Excuse Me, Waiter, My Wine’s Not Hot Enough

The asbestos oven mitts and silicon-tipped tongs should have told me all that I needed to know about the wine I’d just ordered: this bottle was gonna be hot! Not hot as in popular or really exciting to taste, but hot as in too damn warm to even consider drinking. The problem, I realized, after the waiter had placed our bottle on the wooden wine caddy, already scarred with countless burn marks, was the restaurant’s fancy display rack, which was wedged between the open-flame grill and the floor-to-ceiling window. Hot? You betcha. Maybe I was imagining things, but I could have sworn that I heard a sigh when the bottle of cabernet finally settled into the ice bucket.

The above image, while exaggerated, is far too close to the truth for many restaurants here in California and around the country. And it just makes no sense. I have a small wine collection at home, with wines that run the gamut from affordable, everyday quaffers to high-end Bordeaux, Burgundy, and some of the best that Napa Valley can offer. The 200 or so bottles I have are worth several thousand dollars, and so restaurants that have five or ten times as many bottles, and in a similar value range, are carrying tens of thousands of dollars worth of inventory. And they treat that supply, all too often, like some bastard step-child, barely worth their attention. I don’t get it.
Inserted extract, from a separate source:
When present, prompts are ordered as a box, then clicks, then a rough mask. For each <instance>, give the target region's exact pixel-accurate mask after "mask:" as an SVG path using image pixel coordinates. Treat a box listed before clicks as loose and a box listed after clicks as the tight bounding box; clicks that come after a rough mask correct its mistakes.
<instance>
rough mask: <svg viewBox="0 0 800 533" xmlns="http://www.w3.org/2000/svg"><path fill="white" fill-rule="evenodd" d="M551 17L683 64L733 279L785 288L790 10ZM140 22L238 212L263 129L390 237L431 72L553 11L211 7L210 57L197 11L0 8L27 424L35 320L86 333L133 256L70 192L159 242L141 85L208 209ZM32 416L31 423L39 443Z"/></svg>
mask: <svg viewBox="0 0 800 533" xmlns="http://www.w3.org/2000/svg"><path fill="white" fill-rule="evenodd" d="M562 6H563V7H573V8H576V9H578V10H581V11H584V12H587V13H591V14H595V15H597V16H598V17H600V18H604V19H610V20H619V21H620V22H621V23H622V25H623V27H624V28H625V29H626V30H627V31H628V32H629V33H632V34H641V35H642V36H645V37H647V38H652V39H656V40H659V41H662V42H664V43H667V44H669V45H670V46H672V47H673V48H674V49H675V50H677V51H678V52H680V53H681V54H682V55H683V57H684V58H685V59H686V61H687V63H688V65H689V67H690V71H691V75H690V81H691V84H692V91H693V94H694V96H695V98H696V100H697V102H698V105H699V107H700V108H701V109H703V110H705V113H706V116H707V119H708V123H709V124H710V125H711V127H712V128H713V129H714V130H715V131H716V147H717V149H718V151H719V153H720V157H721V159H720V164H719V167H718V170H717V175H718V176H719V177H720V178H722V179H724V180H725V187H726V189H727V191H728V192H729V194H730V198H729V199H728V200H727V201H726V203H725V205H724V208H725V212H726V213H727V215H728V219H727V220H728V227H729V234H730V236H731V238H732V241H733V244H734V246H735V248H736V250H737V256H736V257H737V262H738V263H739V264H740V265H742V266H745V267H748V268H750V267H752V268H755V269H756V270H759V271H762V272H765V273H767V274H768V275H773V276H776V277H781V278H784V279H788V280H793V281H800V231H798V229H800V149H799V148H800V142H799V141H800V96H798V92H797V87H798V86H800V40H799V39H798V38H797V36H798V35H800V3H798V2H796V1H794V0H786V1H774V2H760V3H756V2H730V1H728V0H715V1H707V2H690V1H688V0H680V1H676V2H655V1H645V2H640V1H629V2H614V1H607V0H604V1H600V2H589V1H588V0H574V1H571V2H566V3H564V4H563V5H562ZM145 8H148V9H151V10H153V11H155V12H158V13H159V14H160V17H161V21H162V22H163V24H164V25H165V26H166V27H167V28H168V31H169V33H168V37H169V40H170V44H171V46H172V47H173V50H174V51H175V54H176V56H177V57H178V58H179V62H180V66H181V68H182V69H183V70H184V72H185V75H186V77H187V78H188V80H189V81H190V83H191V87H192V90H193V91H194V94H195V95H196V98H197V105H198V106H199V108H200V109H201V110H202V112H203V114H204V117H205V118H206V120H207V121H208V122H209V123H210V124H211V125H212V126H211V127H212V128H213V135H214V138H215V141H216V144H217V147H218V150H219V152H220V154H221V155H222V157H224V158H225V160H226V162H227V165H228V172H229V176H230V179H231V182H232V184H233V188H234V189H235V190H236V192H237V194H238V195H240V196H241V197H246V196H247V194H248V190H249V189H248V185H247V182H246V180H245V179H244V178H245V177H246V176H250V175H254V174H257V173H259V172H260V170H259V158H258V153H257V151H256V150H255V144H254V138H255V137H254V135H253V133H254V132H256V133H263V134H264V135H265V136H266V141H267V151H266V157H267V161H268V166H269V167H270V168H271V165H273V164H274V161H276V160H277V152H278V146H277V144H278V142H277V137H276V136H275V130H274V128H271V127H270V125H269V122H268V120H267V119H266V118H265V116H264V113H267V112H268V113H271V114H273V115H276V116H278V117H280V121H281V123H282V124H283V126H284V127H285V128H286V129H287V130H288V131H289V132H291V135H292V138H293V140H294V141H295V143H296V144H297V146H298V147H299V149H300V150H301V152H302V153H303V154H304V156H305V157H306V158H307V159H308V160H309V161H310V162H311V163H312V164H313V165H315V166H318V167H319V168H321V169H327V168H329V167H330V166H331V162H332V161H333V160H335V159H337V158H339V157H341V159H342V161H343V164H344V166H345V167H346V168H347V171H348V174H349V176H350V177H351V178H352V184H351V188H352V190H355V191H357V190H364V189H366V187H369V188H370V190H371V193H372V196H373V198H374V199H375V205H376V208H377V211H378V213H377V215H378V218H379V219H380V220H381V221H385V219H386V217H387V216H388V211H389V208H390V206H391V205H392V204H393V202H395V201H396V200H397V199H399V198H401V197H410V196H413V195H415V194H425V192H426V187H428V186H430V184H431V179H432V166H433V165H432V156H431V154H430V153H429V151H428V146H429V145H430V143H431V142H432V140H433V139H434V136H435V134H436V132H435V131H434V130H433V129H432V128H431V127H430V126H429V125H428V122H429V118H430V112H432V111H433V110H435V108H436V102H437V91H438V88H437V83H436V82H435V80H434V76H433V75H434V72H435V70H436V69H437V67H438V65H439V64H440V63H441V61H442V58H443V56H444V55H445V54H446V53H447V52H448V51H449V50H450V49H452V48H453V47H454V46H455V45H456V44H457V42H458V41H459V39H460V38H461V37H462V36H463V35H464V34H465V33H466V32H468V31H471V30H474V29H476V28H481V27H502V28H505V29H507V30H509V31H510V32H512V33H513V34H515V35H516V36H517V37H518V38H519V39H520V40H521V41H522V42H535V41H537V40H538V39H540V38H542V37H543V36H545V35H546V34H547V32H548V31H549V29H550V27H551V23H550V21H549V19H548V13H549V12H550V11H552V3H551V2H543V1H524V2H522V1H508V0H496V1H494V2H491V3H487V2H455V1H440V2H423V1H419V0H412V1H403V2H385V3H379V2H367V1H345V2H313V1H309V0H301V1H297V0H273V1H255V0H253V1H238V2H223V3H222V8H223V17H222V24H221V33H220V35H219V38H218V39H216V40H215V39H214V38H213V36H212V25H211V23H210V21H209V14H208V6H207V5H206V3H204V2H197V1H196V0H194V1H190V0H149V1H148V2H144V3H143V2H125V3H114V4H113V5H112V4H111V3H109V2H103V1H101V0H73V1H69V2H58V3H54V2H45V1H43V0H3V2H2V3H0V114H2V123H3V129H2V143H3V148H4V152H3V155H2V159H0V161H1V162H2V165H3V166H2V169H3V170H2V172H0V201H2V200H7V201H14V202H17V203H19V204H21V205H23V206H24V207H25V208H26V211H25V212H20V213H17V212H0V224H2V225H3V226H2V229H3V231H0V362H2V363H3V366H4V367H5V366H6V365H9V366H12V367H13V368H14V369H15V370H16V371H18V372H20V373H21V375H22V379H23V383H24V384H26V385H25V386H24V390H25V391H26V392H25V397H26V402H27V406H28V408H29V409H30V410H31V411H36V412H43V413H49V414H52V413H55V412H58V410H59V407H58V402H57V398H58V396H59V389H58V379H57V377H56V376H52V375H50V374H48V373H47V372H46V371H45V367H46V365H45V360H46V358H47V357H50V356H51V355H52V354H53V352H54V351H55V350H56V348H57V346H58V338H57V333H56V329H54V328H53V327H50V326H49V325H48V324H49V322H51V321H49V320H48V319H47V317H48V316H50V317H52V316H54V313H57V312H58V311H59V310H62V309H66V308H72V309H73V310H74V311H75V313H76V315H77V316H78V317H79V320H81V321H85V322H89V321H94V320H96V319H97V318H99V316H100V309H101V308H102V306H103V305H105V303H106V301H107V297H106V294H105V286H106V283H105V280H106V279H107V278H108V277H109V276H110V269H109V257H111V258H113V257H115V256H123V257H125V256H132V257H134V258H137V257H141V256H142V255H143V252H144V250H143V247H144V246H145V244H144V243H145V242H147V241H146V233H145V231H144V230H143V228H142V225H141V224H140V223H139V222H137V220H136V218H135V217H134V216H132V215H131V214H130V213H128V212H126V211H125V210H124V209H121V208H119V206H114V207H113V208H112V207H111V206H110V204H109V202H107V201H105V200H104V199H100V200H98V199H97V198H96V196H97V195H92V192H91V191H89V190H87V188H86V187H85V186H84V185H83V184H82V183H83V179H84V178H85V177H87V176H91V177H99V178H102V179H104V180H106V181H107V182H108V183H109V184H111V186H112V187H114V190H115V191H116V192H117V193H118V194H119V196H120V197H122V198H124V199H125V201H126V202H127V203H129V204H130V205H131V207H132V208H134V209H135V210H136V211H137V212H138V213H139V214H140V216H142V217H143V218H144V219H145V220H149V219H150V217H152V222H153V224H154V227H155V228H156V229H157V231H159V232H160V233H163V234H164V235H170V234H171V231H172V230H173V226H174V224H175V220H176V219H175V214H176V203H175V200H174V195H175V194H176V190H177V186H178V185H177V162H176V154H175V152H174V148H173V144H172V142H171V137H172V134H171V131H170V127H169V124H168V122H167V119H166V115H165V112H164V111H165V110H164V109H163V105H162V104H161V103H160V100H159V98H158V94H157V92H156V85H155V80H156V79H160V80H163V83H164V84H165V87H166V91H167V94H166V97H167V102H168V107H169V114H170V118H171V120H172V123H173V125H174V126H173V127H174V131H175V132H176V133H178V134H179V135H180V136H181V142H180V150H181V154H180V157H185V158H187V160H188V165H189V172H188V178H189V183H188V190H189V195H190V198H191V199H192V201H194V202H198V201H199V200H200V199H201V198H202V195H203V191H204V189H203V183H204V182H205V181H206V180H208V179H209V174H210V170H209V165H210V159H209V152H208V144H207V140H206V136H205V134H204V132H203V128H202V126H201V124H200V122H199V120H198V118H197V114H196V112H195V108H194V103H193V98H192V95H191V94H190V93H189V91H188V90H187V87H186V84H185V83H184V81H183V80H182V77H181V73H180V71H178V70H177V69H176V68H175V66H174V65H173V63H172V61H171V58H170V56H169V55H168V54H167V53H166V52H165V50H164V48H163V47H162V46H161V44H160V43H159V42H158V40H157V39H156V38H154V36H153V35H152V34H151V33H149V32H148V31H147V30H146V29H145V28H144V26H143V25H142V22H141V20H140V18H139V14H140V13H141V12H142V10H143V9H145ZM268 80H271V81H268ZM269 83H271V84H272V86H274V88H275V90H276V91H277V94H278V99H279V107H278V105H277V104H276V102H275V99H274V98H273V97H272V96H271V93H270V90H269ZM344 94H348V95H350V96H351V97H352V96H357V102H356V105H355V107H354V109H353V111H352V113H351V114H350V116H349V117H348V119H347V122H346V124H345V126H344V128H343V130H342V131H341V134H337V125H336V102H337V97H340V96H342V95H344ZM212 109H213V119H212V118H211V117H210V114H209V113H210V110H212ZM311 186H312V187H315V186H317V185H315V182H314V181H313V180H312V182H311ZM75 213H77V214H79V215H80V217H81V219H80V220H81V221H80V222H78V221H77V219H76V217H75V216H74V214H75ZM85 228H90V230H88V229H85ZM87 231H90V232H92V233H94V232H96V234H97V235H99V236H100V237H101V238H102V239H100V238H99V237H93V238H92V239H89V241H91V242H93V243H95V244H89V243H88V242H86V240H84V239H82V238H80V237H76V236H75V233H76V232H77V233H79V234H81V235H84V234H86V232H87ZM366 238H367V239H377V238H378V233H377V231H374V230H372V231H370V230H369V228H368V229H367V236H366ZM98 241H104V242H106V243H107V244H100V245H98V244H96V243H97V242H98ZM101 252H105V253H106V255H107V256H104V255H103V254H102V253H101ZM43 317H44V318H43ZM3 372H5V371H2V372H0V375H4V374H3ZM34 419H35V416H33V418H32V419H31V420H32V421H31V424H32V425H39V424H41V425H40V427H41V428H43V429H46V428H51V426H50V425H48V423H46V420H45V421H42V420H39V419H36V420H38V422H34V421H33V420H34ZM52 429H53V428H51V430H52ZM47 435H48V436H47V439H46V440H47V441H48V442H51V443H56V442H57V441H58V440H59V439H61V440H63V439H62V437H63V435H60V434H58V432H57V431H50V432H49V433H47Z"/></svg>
A few months back my wife and I, along with her siblings and their spouses, got together in downtown Oakland at the popular Cal-Med restaurant Caffé Verbena to celebrate their parent’s 50th wedding anniversary. Verbena is both smart-looking and comfortable, with high windows that provide appealing views of the surrounding neighborhood. But the windows face west and in the early evening the room heated up to the point where we had to ask our waiter to open the nearby emergency exit for some cool air. The room was hot, and, I found out, so was the wine. Verbena’s wine rack is a real beauty – dark, custom-crafted wood, mounted on the wall above the bar for all to see. And everybody in the restaurant could see it because it was mounted really high, high enough to require a tall ladder to reach the upper bins. These bins enjoy not only the intense western sun but the heat and vibrations of the refrigerators and other appliances behind and around the bar. When I asked the waiter if the wine I had just ordered was going to come from those same bins, he gave me an embarrassed smile and said, “I’m afraid so.” He offered to go into the basement, a purportedly cooler space, and fetch me a similar wine. Apparently, I found out, the basement wasn’t much cooler. What the hell are the owners of this place thinking?

Anybody with any knowledge of the restaurant world knows that food is a penny-margin business and the real money for any dining establishment is earned at the bar and through the wine service. So, why do so many restaurants treat their wine as an after-thought? Why do they take it for granted, in such short-sighted and, let’s face it, stupid ways? Do they want to encourage their diners to avoid the wine list altogether? Do they think all their customers are complete dupes, who don’t know good from bad? I don’t think any of that is the case. But what’s the point of having a wine service if you’re not going to make an effort to do it right?

How many of you avoid restaurants where the wine is always a bit too warm? Do you ever speak to the waiter or managers about the problem? What are some of the responses you’ve heard? I’d love to know. More on this soon.